ABSTRAK Saat ini, pembangunan infrastruktur PU di kawasan perbatasan sedang giat dilakukan. Pemerintah di berbagai level (kabupaten, provinsi, dan pusat) juga telah mengalokasikan sejumlah anggaran pembangunan; bahkan swasta dan masyarakat setempat juga telah memberikan kontribusi yang tidak sedikit terhadap peningkatan perekonomian wilayah dan kondisi sosial ekonomi masyarakat. Pertanyaannya apakah benar infrastruktur PU yang telah dibangun tersebut dapat memberikan manfaat kepada masyarakat. Seberapa besar sesungguhnya peningkatan kesejahteraan yang dialami masyarakat di kawasan perbatasan dibandingkan dengan masyarakat yang berada di luar kawasan perbatasan. Penelitian ini mencoba melihat bagaimana kesejahteraan masyarakat di perbatasan dengan masyarakat di luar kawasan perbatasan dengan indikator berupa kesenjangan. Dengan menggunakan Indeks Williamson, diperoleh hasil bahwa ternyata kesenjangan antara kawasan perbatasan dengan kawasan nonperbatasan bervariasi meskipun tidak setinggi yang diperkirakan banyak orang. Namun, terdapat catatan khusus terkait hal ini yaitu apakah kondisi di Kalimantan memang benar-benar masih tertinggal sehingga tidak ada bedanya kondisi di perbatasan dengan kondisi di luar perbatasan. Kata Kunci: kesenjangan, perbatasan, perekonomian wilayah, kesejahteraan, Indeks Wiiliamson
143
Jurnal Sosek Pekerjaan Umum, Vol.2 No.3, Oktober 2010
PENDAHULUAN Dalam beberapa tahun terakhir, terutama sejak lepasnya pulau Sipadan dan Ligitan dari pangkuan ibu pertiwi, kawasan perbatasan negara mendapat perhatian yang cukup besar. Hal tersebut terjadi karena pada umumnya kawasan perbatasan masih tergolong sebagai kawasan tertinggal dibanding daerah-daerah sekitarnya. Data dari Kementerian Negara Pembangunan Daerah Tertinggal menunjukkan bahwa dari 26 kabupaten yang tercakup dalam 12 provinsi sebagian besar masuk dalam kategori daerah tertinggal.

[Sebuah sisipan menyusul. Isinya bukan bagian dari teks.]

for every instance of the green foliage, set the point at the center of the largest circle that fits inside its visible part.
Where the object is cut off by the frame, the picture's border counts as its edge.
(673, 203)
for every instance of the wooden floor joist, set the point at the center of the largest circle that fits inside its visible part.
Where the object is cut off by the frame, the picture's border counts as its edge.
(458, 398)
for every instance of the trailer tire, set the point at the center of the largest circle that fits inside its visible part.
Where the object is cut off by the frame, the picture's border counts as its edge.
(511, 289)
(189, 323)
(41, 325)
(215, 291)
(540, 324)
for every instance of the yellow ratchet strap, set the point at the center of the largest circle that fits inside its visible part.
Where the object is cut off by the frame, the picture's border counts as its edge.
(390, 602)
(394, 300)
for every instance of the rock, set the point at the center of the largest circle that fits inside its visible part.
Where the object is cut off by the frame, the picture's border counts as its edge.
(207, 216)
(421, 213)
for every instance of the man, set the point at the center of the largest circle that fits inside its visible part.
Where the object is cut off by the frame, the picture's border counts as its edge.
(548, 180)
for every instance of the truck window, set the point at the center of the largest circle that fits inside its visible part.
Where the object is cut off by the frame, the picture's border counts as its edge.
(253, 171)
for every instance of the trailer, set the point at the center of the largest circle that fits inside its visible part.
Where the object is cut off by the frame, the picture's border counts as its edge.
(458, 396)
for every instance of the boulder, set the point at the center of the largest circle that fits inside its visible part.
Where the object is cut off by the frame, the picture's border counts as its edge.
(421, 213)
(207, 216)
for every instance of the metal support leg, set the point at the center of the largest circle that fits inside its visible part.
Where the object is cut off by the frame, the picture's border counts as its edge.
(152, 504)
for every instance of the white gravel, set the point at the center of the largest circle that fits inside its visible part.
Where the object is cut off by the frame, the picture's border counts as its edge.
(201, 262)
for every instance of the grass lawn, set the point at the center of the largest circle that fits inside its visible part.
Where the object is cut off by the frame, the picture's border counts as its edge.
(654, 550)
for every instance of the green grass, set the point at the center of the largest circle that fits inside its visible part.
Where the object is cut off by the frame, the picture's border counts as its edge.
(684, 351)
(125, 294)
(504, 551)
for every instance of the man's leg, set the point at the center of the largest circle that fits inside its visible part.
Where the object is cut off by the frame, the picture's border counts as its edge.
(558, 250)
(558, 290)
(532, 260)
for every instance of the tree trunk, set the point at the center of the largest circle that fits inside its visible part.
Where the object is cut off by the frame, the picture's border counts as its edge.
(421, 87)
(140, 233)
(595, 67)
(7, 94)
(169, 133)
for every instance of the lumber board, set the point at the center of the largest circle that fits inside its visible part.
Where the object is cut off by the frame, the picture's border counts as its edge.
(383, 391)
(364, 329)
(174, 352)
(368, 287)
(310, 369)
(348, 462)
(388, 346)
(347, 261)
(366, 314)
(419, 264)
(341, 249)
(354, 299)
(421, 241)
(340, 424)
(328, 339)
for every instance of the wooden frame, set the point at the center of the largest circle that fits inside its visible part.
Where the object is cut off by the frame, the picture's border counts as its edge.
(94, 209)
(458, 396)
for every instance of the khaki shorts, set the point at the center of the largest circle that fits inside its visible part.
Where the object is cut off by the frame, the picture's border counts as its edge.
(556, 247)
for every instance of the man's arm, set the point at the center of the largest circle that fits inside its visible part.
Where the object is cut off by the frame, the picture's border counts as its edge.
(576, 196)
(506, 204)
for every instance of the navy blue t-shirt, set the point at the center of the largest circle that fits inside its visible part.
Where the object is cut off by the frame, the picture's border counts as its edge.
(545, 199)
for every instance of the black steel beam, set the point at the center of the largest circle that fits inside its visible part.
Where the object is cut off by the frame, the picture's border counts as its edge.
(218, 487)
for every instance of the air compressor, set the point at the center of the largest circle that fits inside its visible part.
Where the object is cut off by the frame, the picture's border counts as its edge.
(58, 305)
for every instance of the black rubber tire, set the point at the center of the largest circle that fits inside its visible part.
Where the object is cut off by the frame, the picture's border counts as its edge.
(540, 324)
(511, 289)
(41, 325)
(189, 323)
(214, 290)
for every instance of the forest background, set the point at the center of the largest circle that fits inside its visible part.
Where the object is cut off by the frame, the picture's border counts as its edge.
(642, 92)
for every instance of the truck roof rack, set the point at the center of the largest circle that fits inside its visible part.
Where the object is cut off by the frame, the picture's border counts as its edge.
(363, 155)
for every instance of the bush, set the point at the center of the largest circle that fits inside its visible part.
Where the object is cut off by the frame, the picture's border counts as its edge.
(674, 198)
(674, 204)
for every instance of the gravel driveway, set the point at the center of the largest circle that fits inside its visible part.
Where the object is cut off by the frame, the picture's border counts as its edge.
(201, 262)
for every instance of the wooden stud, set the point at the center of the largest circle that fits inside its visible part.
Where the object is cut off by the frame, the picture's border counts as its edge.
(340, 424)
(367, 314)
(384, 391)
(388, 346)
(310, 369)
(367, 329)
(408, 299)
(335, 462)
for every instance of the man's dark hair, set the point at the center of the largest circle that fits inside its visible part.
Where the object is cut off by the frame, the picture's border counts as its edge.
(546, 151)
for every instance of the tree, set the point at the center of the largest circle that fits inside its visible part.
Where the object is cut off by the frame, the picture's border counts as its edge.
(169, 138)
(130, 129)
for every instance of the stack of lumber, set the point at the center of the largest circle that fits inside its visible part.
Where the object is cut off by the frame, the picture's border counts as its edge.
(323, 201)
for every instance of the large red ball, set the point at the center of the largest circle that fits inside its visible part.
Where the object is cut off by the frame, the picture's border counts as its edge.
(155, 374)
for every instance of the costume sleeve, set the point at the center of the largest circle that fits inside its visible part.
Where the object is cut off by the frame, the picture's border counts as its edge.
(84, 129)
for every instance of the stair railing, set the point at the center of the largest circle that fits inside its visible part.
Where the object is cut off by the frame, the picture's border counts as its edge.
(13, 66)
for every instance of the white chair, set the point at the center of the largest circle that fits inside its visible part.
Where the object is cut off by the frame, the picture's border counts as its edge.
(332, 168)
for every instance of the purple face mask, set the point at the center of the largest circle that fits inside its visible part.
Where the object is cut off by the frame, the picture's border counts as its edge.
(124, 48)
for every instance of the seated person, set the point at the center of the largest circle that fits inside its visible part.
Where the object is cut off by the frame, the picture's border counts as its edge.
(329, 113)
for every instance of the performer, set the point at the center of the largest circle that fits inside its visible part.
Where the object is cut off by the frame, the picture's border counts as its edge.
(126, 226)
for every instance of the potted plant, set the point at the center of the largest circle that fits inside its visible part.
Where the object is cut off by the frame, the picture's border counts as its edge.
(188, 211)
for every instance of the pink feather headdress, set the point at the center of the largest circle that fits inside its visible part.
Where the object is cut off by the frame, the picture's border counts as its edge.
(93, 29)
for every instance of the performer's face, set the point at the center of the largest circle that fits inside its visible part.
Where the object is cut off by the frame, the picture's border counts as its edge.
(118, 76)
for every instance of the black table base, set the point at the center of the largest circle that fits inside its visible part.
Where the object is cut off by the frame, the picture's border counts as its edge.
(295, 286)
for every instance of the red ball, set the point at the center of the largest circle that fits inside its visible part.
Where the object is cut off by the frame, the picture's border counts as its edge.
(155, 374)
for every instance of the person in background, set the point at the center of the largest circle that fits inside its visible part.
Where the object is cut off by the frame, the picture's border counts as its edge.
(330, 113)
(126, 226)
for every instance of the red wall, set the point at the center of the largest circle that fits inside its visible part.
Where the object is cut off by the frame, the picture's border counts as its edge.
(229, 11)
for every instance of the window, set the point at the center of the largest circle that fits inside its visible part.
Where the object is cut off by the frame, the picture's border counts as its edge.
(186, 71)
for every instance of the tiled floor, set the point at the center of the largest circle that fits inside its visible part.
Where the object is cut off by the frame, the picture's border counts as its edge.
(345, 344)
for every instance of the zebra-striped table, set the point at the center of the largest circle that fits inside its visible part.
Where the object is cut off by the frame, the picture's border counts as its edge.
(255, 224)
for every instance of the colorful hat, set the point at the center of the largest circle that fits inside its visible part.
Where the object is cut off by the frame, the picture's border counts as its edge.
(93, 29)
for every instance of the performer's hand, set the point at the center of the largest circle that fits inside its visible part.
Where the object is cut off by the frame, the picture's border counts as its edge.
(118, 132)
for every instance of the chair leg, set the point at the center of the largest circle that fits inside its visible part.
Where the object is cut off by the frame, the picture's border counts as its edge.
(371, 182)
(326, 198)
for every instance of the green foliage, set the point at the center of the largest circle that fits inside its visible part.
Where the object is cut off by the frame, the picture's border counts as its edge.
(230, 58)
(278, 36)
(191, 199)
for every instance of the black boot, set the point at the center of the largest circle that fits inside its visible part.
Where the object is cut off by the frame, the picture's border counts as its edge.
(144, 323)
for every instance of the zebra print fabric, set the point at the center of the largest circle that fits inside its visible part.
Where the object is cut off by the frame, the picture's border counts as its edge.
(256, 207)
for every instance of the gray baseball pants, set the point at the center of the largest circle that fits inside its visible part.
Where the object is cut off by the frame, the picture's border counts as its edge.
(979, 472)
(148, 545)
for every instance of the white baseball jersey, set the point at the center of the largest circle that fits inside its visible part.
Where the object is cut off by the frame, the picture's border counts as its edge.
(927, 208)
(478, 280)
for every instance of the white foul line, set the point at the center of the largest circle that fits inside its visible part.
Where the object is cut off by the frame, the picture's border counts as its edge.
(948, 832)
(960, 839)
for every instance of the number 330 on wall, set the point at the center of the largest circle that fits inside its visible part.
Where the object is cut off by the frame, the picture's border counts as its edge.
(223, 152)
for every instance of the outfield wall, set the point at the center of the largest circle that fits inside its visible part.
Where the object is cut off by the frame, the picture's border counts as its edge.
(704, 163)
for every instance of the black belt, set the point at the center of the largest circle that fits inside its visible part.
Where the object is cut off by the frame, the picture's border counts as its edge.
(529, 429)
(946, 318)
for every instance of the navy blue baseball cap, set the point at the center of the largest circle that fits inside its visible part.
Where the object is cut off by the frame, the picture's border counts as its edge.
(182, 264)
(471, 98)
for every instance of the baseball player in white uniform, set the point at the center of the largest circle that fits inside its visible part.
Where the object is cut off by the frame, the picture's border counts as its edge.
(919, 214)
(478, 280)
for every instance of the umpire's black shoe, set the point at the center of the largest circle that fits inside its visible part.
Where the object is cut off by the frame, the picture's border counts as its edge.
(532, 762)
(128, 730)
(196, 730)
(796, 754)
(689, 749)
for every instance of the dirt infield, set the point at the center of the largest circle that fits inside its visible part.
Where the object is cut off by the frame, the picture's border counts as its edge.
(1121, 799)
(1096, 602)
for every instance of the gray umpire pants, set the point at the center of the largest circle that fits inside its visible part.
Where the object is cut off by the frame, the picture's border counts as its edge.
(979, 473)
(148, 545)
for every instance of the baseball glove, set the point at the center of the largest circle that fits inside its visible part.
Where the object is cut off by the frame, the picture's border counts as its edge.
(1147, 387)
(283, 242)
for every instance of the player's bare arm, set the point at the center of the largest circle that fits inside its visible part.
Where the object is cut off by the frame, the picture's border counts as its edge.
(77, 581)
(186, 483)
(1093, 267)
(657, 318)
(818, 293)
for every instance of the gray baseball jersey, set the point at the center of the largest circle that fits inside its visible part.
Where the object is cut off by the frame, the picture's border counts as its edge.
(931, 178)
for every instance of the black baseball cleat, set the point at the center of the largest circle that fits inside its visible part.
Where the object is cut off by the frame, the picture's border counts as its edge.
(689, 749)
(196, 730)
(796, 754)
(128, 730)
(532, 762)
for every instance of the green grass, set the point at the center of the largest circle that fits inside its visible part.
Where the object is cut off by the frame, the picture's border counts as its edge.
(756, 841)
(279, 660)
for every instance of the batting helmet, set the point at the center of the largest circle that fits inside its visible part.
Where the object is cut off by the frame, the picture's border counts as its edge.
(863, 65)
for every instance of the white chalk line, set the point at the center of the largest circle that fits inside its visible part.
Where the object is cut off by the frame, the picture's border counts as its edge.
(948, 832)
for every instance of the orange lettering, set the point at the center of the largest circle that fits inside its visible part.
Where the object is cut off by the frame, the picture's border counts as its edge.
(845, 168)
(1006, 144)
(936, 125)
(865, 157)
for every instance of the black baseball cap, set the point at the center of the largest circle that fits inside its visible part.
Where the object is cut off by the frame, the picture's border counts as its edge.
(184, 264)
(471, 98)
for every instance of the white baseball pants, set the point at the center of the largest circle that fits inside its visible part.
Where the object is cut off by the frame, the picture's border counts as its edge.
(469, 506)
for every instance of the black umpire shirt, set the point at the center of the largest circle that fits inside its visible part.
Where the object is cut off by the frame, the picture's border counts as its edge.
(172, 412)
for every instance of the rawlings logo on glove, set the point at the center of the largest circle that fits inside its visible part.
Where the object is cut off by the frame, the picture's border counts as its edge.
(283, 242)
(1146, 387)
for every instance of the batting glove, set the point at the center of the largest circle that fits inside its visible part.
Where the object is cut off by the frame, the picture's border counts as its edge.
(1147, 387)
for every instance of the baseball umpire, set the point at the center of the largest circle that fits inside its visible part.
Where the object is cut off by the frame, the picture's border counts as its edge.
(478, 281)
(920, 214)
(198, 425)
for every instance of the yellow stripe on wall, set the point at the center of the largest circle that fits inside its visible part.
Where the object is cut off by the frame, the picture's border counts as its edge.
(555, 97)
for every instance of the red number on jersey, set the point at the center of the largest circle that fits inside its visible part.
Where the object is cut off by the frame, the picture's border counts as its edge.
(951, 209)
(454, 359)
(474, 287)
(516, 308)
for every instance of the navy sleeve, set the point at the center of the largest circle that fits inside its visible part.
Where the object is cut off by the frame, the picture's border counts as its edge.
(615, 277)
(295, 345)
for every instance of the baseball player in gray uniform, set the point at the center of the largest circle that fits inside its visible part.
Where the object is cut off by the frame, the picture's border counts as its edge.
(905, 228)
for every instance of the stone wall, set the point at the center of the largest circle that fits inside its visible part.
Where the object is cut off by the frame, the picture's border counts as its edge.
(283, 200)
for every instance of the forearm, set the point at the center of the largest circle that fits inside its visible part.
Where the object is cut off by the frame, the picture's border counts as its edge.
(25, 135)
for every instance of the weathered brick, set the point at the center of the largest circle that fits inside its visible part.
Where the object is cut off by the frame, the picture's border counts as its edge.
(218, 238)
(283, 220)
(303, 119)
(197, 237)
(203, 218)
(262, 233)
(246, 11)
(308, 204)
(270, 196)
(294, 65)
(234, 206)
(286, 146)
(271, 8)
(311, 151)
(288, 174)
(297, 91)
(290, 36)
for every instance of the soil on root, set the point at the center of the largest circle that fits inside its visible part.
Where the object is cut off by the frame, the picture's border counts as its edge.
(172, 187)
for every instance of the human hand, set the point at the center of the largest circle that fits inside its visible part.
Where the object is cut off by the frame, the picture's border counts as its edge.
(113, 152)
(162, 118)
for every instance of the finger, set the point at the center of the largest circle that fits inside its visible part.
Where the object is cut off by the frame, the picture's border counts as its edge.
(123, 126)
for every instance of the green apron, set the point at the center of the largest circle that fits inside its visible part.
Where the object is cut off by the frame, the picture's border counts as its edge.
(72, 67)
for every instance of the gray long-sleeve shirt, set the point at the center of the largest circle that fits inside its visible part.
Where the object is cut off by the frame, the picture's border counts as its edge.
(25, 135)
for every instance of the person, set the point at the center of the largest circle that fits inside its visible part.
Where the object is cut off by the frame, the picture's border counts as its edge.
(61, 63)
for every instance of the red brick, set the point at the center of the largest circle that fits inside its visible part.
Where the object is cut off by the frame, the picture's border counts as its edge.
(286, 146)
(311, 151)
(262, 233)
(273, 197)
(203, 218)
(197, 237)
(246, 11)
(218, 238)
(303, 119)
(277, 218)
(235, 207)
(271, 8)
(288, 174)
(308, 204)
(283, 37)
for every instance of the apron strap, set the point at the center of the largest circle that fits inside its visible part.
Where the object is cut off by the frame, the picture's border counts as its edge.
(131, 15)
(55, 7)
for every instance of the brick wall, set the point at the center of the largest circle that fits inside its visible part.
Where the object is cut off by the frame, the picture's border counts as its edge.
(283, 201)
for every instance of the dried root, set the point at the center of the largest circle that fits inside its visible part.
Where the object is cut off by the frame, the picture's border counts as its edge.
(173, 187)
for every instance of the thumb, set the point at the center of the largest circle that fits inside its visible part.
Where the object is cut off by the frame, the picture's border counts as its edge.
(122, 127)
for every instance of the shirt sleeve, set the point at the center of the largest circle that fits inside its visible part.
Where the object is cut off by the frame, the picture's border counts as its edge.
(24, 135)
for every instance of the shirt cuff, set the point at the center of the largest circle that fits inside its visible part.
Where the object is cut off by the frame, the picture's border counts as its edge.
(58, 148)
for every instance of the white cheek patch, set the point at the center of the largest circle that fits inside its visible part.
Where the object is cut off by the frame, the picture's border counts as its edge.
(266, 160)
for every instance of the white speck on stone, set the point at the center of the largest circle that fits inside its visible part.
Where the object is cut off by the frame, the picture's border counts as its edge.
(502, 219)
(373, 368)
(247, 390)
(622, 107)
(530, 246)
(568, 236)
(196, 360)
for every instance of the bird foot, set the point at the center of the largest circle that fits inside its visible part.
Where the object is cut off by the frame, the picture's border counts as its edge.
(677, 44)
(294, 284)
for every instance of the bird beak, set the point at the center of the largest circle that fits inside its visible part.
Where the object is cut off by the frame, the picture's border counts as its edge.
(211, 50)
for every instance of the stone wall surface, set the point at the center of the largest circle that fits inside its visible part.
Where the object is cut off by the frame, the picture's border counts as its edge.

Namun, sesungguhnya yang menarik apakah yang dimaksud dengan pernyataan “tertinggal” tersebut. Indikator apa yang menjelaskan bahwa memang kawasan perbatasan tersebut “tertinggal”. Tentunya kawasan perbatasan akan menjadi tertinggal jika dibandingkan dengan Ibukota Jakarta. Bahkan, dibandingkan dengan Ibukota Provinsi di mana wilayah perbatasan tersebut berada, sangat mungkin kawasan perbatasan merupakan kawasan tertinggal. Kemudian sampai sejauh mana pendefinisian “tertinggal” ini sehingga bisa ditentukan sampai sejauh mana lagi minimal pembangunan yang harus dilakukan di kawasan perbatasan tersebut. Salah satu cara yang bisa dilakukan yaitu dengan mengadakan perbandingan antara kawasan perbatasan dengan kawasan nonperbatasan di provinsi yang sama. Cara ini menjadi lebih fair karena kita bisa mengetahui bagaimana sesungguhnya posisi kawasan perbatasan tersebut dalam provinsi bersangkutan. Melalui perbandingan ini, setidaknya akan terlihat batasan bagaimana kesenjangan yang terjadi antara kawasan perbatasan dengan kawasan di luar perbatasan. Perbandingan ini dilakukan untuk yang berada dalam satu provinsi, bukan dengan Indonesia secara keseluruhan sehingga bisa lebih mencerminkan bagaimana wilayah perbatasan yang sebenarnya. Secara khusus, kawasan perbatasan yang paling menarik perhatian yaitu kawasan perbatasan di Kalimantan. Sebenarnya, mungkin bukan hanya kawasan perbatasannya saja yang memang tertinggal, tetapi Kalimantannya sendiri mungkin memang tertinggal jika dibandingkan dengan wilayah lain di Indonesia. Oleh karena itulah, menjadi kurang bijak bagi kita menyebutkan bahwa perbatasan Kalimantan tertinggal jika ternyata pada kenyataannya Kalimantannya sendiri merupakan kawasan tertinggal. Mengacu pada pernyataan tersebut, menjadi menarik untuk diteliti sebenarnya bagaimana posisi kawasan perbatasan Kalimantan di dalam wilayah Kalimantan itu sendiri. Apakah sesungguhnya di Kalimantan sendiri sudah terjadi kesenjangan antara kawasan perbatasan
144
dengan kawasan nonperbatasan ataukah memang secara umum kawasan perbatasan tersebut memang mencerminkan kondisi di Kalimantan itu sendiri.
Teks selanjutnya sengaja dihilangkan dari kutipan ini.